A. After Dickinson, I taught theater and multicultural history at the Lawrenceville School for two years and then when I left there, I moved to Philly and went around to various auditions, checking out the scene. I ended up producing plays out of the living room of Pi Lambda Phi fraternity, here on Penn’s campus. That was a lot of fun because I got to direct things I’ve always wanted to do. We did “Glengarry Glen Ross,” “Moonchildren” by Michael Weller, “A Visitor from Forest Hills,” Fat Men in Skirts”—really edgy full-length plays. I did that for about three years. The point was to put together quality theater and keep the price down to five bucks a head. I decided to focus in on work when I got my fulltime job here at Penn. The hours were from 11 to 7 and that knocked me out of theater for about five years. Finally, I got my shift changed to 8 to 4 so then it was a matter of going back out and auditioning again.

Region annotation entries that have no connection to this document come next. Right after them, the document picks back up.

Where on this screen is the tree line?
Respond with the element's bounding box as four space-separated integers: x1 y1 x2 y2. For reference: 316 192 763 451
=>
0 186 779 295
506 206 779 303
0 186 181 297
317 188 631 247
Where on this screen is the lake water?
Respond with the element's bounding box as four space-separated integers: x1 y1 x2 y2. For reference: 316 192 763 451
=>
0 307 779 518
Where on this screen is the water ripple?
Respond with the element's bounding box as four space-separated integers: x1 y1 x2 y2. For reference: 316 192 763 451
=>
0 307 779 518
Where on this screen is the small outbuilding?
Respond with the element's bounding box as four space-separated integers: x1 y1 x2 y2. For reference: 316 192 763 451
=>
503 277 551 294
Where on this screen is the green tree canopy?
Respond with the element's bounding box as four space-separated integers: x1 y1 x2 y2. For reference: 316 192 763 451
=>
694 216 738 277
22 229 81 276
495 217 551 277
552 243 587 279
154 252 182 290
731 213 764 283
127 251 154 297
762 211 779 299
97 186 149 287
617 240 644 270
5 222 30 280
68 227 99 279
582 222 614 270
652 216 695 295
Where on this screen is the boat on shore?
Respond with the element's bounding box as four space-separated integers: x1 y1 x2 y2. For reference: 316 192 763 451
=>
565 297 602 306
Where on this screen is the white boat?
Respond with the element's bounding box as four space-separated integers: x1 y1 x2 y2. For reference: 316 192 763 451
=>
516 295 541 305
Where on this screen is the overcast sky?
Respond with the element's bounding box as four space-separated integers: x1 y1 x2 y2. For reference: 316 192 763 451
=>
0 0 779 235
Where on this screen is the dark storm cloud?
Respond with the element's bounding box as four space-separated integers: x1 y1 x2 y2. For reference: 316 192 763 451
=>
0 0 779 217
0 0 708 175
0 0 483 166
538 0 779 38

Q. Did you have to psych yourself up again to go back out there and audition?
A. There’s a Penn alum friend of mine who called me up out of the blue because his production company was one of the producers on “A Raisin in the Sun” with Sean Combs and I hadn’t heard from the guy in years—he called me up out of the blue and he asked me what I had been up to, creatively, and my answer was nothing. So that pretty much embarrassed me into going out and auditioning.
Q. What sorts of things did you audition for?
A. I auditioned for The Waitstaff, which is probably Philly’s premiere sketch comedy troop. I’m an extended ensemble member of The Waitstaff.
Q. What are some things you’ve done with the group?
A. WWPD—”What Would Prince Do”—where a guy is on a date and he’s thinking, “What would Prince do?” because the date is going cold. And it’s the first time I’ve ever had to wear shiny, tight purple pants and lace. One of the original sketches I wrote was “Fistful of Bling Productions Presents: the Massive MultiPlayer On-Line Roleplaying Game: Mackadocious CyberPimping 2K5.” I appear as MC Skrappy Doo. The Waitstaff led to “Shakesploitation!” It’s three one-act plays: “Grand Theft Othello: Venice City,” the sequel to “Romeo and Juliet” called “Romeo and Juliet II: Apocalypse,” which has a zombie theme, and “Ninja Hamlet: Burning Fist of Denmark.”
Q. How does the creative process work with The Waitstaff?
A. Everybody brings in sketches, and we read them and we decide what we like, what we don’t like, and then proceed to basically rewrite everything as we go. It’s all about maxing out the funny and finding the right buttons. It’s actually a very intense process. I’ve never seen people so serious about their comedy.